LUANDA (Reuters) – Angolans voted in a parliamentary election on Wednesday expected to usher in the ruling party’s defence minister as the first new leader of Africa’s second-biggest oil producer for 38 years.
Joao Lourenco, who has pledged to boost growth and fight corruption, would inherit an economy mired in recession as gaping inequality, soaring inflation and high unemployment squeeze poor Angolans who have benefited little from a decades-long oil boom.
The People’s Movement for the Liberation of Angola (MPLA) is expected to remain in power but with a reduced majority. Its support has waned due to widespread political cronyism, though many Angolans remain loyal to the party that emerged victorious from 27 years of civil war in 2002.
“I’ve been following the party (MPLA) all my life. I grew up with it,” 33-year-old bakery owner Telma Francisco told Reuters outside a polling station in the capital.
“The other parties don’t have the capacity to govern.”
Voters like Francisco waited in orderly queues on a cloudy morning in the capital Luanda as police and military manned street corners.
Lourenco, a quiet man more used to army barracks and the closed doors of party politics than the public spotlight, voted at the Luanda state university at 9 a.m. (0800 GMT), only stopping to praise a smooth electoral process.
Questions have been raised as to how much power Lourenco, 63, will have if he wins, given veteran leader Jose Eduardo dos Santos, 74, will continue as head of the MPLA and have potentially a sweeping say over decision-making.
His daughter, Isabel, heads national oil producer Sonangol and his son José Filomeno is in charge of the $5 billion state investment fund. A recent law gives immunity to dos Santos.
“Even if he wanted to, Lourenco may find it difficult to free himself from the control of dos Santos,” said Julia Westbury, Africa analyst at West Sands Advisory.
“Large-scale political change is unlikely, and the long awaited democratic reforms needed to turn Angola’s struggling economy around are unlikely to materialise.”
Lourenco on Tuesday dismissed suggestions he would be a puppet president, saying he would focus on leading an “economic miracle”, possibly with the help of the International Monetary Fund and World Bank, and prosecute corrupt politicians.

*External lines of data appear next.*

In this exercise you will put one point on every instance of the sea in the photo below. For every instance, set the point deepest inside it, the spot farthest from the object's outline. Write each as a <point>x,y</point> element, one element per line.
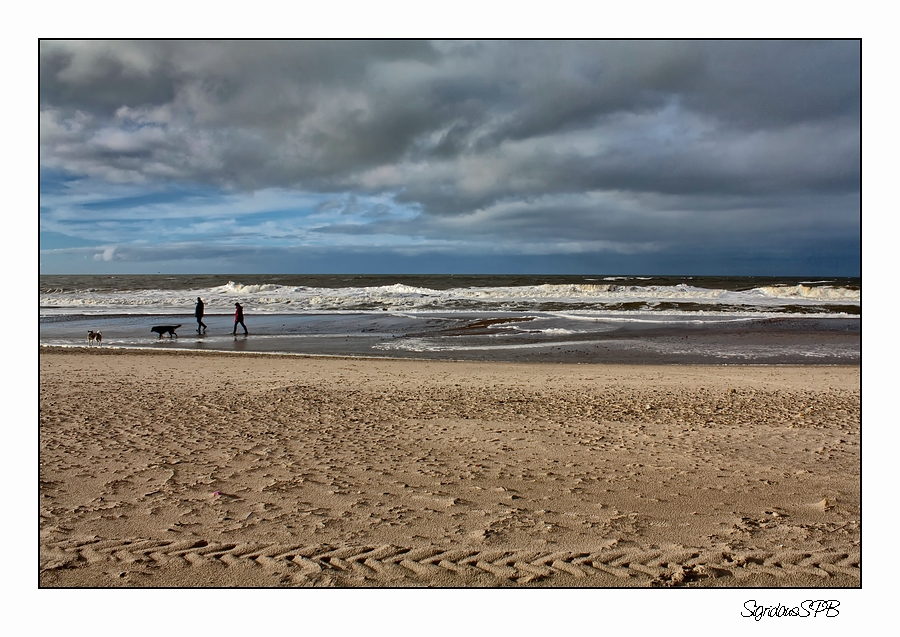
<point>512,318</point>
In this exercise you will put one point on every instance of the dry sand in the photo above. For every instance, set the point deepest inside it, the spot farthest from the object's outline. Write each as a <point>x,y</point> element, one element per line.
<point>190,469</point>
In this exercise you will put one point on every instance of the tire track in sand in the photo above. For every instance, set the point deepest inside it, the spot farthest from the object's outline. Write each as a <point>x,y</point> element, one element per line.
<point>390,565</point>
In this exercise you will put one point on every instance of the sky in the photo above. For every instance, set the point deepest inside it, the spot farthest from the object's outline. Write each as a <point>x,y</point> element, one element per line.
<point>403,156</point>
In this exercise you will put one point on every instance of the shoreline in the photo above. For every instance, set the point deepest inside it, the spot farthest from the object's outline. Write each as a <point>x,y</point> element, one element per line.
<point>120,350</point>
<point>278,470</point>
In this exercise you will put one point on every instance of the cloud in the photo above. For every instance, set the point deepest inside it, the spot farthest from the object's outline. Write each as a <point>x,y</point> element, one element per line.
<point>624,147</point>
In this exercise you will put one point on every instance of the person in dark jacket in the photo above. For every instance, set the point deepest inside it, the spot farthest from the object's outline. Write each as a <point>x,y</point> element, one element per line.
<point>198,312</point>
<point>239,318</point>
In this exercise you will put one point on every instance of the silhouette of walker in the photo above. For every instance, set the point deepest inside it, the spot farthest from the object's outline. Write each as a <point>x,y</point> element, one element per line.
<point>198,312</point>
<point>239,318</point>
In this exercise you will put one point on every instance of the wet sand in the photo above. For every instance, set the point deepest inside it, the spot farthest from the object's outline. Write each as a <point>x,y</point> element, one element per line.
<point>213,469</point>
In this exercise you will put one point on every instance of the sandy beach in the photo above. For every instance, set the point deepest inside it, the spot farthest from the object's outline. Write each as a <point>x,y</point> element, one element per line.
<point>214,469</point>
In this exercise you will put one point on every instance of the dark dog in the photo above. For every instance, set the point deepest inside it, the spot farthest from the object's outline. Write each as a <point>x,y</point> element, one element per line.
<point>165,329</point>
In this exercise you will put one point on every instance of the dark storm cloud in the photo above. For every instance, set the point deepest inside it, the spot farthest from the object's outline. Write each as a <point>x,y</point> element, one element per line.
<point>616,145</point>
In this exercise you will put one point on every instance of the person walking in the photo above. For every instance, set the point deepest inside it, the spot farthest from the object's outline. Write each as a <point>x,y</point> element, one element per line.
<point>198,312</point>
<point>239,318</point>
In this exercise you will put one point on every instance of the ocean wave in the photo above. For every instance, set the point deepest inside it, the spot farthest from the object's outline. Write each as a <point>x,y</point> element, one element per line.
<point>271,298</point>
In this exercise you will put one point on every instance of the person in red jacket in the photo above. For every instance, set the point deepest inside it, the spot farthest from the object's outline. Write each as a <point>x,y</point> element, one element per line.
<point>239,318</point>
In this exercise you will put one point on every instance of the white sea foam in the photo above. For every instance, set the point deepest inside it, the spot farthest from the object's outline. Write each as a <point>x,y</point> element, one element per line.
<point>604,298</point>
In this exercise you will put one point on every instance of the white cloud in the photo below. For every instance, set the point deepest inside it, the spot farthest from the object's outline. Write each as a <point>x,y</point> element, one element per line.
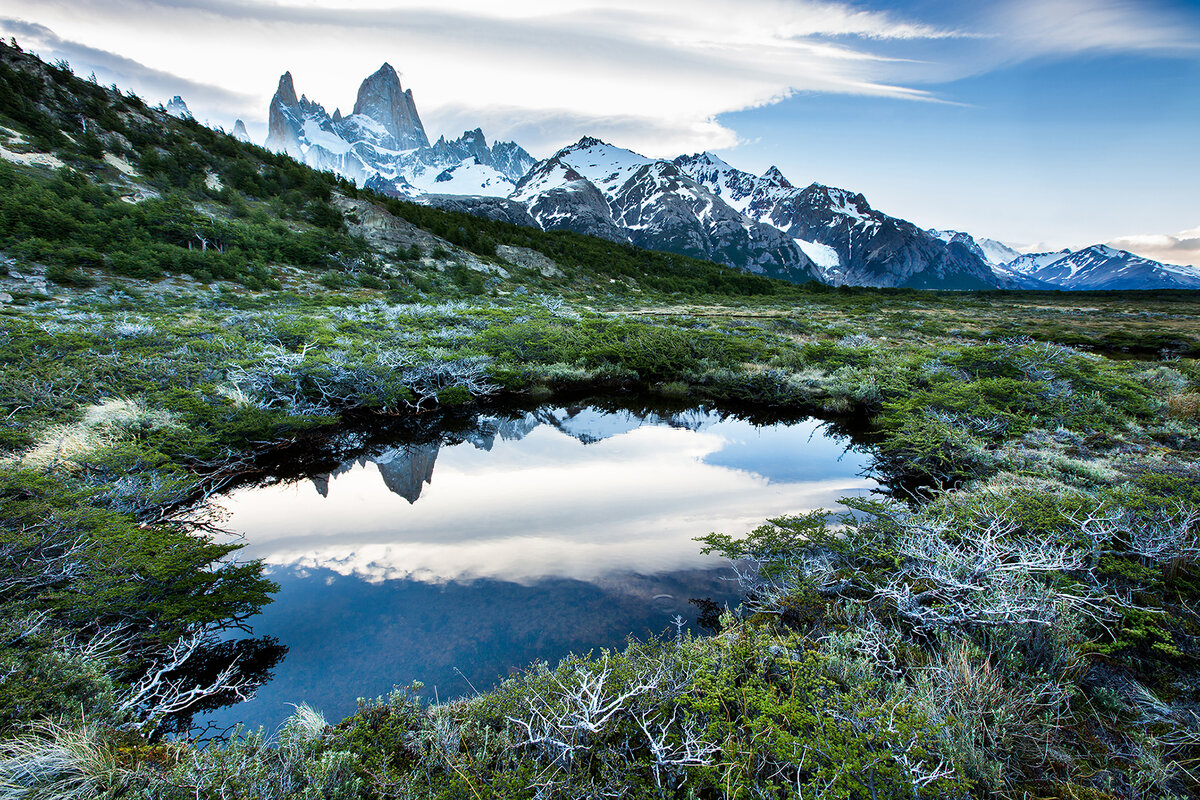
<point>1067,26</point>
<point>1180,248</point>
<point>541,506</point>
<point>658,76</point>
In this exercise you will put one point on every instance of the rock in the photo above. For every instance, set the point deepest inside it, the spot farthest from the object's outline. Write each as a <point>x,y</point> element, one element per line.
<point>382,98</point>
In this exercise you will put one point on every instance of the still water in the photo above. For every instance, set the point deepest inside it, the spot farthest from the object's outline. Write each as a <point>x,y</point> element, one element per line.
<point>523,537</point>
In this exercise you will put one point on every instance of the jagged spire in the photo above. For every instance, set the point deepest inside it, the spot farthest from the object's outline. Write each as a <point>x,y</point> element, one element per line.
<point>286,92</point>
<point>382,98</point>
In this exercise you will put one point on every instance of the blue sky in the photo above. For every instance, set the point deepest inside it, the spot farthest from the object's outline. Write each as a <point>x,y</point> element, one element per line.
<point>1039,122</point>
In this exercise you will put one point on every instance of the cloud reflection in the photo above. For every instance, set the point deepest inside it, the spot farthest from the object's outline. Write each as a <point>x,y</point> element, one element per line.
<point>547,505</point>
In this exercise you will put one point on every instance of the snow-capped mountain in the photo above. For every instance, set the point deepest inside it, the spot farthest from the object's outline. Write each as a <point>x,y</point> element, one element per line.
<point>1103,268</point>
<point>383,144</point>
<point>851,242</point>
<point>597,188</point>
<point>989,250</point>
<point>177,107</point>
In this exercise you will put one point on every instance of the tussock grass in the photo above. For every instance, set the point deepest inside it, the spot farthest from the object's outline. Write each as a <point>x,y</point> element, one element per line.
<point>60,763</point>
<point>1185,407</point>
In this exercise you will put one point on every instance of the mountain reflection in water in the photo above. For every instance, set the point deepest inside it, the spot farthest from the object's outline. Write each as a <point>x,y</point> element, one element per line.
<point>526,537</point>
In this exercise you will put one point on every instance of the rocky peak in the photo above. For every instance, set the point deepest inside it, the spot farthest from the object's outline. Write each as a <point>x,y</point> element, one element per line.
<point>773,176</point>
<point>382,98</point>
<point>286,92</point>
<point>283,119</point>
<point>585,143</point>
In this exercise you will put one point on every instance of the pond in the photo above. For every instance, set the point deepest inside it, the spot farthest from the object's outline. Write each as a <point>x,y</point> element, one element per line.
<point>459,559</point>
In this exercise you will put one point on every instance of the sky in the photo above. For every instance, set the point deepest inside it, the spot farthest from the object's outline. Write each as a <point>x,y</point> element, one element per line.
<point>1044,124</point>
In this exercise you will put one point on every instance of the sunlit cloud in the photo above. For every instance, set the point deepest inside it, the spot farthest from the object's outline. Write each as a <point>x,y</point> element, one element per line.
<point>544,506</point>
<point>1179,248</point>
<point>1059,28</point>
<point>658,76</point>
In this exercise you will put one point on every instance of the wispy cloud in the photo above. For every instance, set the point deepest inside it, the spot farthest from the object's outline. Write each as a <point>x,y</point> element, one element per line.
<point>1071,26</point>
<point>661,73</point>
<point>150,83</point>
<point>1179,248</point>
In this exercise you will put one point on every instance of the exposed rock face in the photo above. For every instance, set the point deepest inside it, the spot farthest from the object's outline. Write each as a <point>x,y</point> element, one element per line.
<point>852,242</point>
<point>874,248</point>
<point>382,98</point>
<point>991,251</point>
<point>239,131</point>
<point>283,120</point>
<point>1103,268</point>
<point>595,188</point>
<point>490,208</point>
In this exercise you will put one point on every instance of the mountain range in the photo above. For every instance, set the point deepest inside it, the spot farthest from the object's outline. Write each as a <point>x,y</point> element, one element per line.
<point>696,205</point>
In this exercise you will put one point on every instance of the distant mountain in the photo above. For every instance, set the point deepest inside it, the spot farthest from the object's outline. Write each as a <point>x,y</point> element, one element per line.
<point>597,188</point>
<point>1103,268</point>
<point>695,205</point>
<point>850,241</point>
<point>991,251</point>
<point>383,144</point>
<point>177,107</point>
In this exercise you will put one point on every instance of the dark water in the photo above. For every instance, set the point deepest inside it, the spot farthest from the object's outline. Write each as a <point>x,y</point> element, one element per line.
<point>525,537</point>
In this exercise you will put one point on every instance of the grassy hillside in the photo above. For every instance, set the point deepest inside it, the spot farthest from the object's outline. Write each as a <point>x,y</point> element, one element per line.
<point>175,306</point>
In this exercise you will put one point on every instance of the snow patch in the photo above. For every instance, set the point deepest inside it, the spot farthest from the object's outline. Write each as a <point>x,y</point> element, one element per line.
<point>822,254</point>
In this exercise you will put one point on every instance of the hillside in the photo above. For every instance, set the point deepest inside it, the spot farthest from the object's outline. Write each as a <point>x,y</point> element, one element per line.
<point>1015,615</point>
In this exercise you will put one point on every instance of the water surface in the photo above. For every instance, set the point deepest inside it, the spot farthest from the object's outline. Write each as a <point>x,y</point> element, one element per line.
<point>527,536</point>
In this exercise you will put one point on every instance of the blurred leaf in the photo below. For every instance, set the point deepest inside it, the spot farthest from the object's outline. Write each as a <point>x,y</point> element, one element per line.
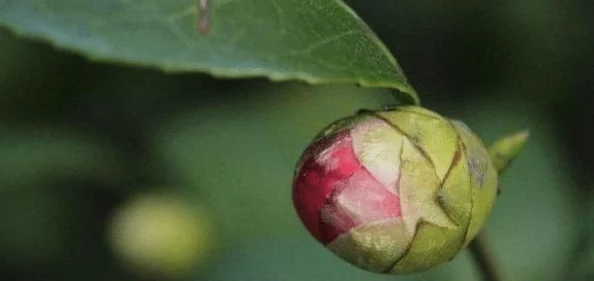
<point>320,41</point>
<point>238,156</point>
<point>34,226</point>
<point>302,258</point>
<point>534,219</point>
<point>44,156</point>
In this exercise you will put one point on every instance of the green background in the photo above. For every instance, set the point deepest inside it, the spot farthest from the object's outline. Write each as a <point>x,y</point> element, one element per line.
<point>79,138</point>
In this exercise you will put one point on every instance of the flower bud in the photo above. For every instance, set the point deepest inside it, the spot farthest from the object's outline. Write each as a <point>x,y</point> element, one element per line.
<point>161,235</point>
<point>395,191</point>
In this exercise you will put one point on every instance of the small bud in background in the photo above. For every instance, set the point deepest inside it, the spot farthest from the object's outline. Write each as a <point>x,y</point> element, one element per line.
<point>161,235</point>
<point>395,191</point>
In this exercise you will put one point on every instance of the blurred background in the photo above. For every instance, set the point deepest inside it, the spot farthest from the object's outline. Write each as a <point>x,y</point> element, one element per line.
<point>118,173</point>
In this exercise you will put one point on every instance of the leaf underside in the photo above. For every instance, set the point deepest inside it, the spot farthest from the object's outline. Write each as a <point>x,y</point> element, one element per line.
<point>315,41</point>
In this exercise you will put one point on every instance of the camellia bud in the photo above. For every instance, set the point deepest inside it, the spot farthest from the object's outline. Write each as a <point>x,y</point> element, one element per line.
<point>395,191</point>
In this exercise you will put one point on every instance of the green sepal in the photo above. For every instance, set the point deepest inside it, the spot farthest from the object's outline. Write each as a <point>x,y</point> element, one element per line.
<point>507,148</point>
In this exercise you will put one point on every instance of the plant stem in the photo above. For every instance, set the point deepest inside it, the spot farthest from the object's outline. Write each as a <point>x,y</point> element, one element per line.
<point>484,259</point>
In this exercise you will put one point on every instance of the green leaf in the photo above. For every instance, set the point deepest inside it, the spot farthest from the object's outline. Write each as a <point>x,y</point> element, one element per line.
<point>316,41</point>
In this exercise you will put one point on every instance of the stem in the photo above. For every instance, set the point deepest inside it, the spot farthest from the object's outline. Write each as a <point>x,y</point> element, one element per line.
<point>480,250</point>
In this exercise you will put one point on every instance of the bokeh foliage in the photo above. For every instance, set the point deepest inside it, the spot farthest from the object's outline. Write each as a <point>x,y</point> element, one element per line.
<point>79,138</point>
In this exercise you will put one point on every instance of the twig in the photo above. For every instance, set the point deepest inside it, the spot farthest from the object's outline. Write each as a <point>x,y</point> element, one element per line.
<point>484,259</point>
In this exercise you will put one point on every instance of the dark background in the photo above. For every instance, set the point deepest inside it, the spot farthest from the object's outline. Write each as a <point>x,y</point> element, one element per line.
<point>80,139</point>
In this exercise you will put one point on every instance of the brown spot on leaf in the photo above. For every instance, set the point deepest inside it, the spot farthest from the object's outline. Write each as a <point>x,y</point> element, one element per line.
<point>204,21</point>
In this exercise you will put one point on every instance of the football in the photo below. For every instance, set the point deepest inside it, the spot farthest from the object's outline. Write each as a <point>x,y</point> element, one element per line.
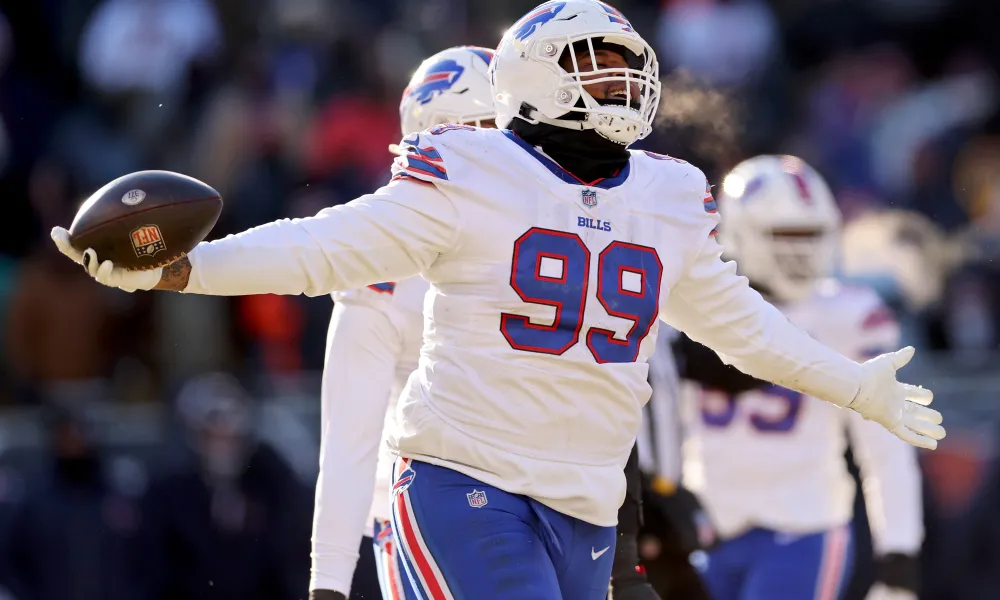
<point>146,219</point>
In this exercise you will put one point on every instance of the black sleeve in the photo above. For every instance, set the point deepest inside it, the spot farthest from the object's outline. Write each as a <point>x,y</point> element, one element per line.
<point>701,365</point>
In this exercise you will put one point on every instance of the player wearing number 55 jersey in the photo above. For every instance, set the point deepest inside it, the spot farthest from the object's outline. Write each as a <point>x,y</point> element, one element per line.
<point>768,462</point>
<point>546,287</point>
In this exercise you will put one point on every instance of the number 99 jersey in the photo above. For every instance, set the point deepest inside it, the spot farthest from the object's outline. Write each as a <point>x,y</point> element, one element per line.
<point>544,306</point>
<point>774,458</point>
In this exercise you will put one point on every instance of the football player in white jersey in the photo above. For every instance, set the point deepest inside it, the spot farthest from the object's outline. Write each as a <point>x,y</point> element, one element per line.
<point>386,321</point>
<point>372,347</point>
<point>547,283</point>
<point>767,462</point>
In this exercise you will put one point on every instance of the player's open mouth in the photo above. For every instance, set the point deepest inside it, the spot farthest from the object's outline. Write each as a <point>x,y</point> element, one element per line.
<point>618,96</point>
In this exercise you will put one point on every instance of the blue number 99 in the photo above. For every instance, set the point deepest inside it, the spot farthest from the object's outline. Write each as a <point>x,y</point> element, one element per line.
<point>552,268</point>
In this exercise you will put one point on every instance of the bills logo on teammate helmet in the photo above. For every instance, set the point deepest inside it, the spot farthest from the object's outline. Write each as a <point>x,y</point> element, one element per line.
<point>403,481</point>
<point>438,79</point>
<point>484,53</point>
<point>530,23</point>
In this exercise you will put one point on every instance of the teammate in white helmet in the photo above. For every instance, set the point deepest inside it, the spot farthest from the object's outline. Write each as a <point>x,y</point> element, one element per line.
<point>372,347</point>
<point>768,462</point>
<point>552,251</point>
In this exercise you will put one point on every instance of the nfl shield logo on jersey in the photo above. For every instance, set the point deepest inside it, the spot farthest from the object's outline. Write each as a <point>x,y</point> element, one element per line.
<point>477,499</point>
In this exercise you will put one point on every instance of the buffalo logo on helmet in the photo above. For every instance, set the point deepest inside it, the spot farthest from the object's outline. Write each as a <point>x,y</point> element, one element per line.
<point>147,240</point>
<point>484,53</point>
<point>615,15</point>
<point>437,79</point>
<point>527,25</point>
<point>403,482</point>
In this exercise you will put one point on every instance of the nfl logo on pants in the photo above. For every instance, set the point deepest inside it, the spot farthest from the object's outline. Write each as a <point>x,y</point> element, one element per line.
<point>477,499</point>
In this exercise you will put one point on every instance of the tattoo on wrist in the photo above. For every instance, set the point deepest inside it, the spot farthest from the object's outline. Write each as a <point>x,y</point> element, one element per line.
<point>174,276</point>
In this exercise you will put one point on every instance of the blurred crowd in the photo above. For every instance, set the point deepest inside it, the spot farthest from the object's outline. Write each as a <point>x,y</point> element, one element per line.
<point>288,106</point>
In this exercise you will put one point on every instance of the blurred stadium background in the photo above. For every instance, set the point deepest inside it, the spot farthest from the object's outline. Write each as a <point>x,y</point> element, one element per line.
<point>113,406</point>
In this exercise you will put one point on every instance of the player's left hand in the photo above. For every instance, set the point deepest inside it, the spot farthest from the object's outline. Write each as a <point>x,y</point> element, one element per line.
<point>326,595</point>
<point>899,407</point>
<point>880,591</point>
<point>106,273</point>
<point>639,591</point>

Dos Santos, Africa’s longest-ruling president behind Equatorial Guinea’s Teodoro Obiang Nguema, will step down after guiding the OPEC-member from Marxism to capitalism while embracing Chinese oil-for-infrastructure investment.
The MPLA’s main opponent will be its former civil war foe, the National Union for the Total Independence of Angola (UNITA), while young voters have been lured by CASA-CE, which was formed in 2012 on a promise to disrupt 50 years of two-party politics.
“Today is a day of festivities, happiness, peace and of responsibility and I trust in the Angolan people that we have the conditions to bring change,” CASA-CE presidential candidate Abel Chivukuvuku said prior to casting his vote.
More than two-thirds of Angolans are below 25 so many people will be voting for the first time.
“We’re voting for change,” said 19-year old Joao Costa, who like most people who oppose the authoritative MPLA declined to say who he voted for.
Others were sticking by the ruling party.
“The opposition is a joke,” said out-of-work decorator Francisco, 32, declining to give his surname. “The MPLA is the only party that can change things and with a new candidate for president I think he can do a better job”
An unofficial result is expected by Friday. But there may be no formal announcement for two weeks as ballot boxes wend their way along pot-holed roads and dirt tracks in a country of 28 million spread across an area twice the size of France.
There are concerns about how fair the vote will be after the government cracked down on recently planned public demonstrations. UNITA has said it will lead protests if it believes the MPLA has manipulated results.
The former Portuguese colony has been largely peaceful since the end of a Cold War-era conflict between the MPLA, backed by the Soviet Union, and UNITA, supported by the United States and South Africa.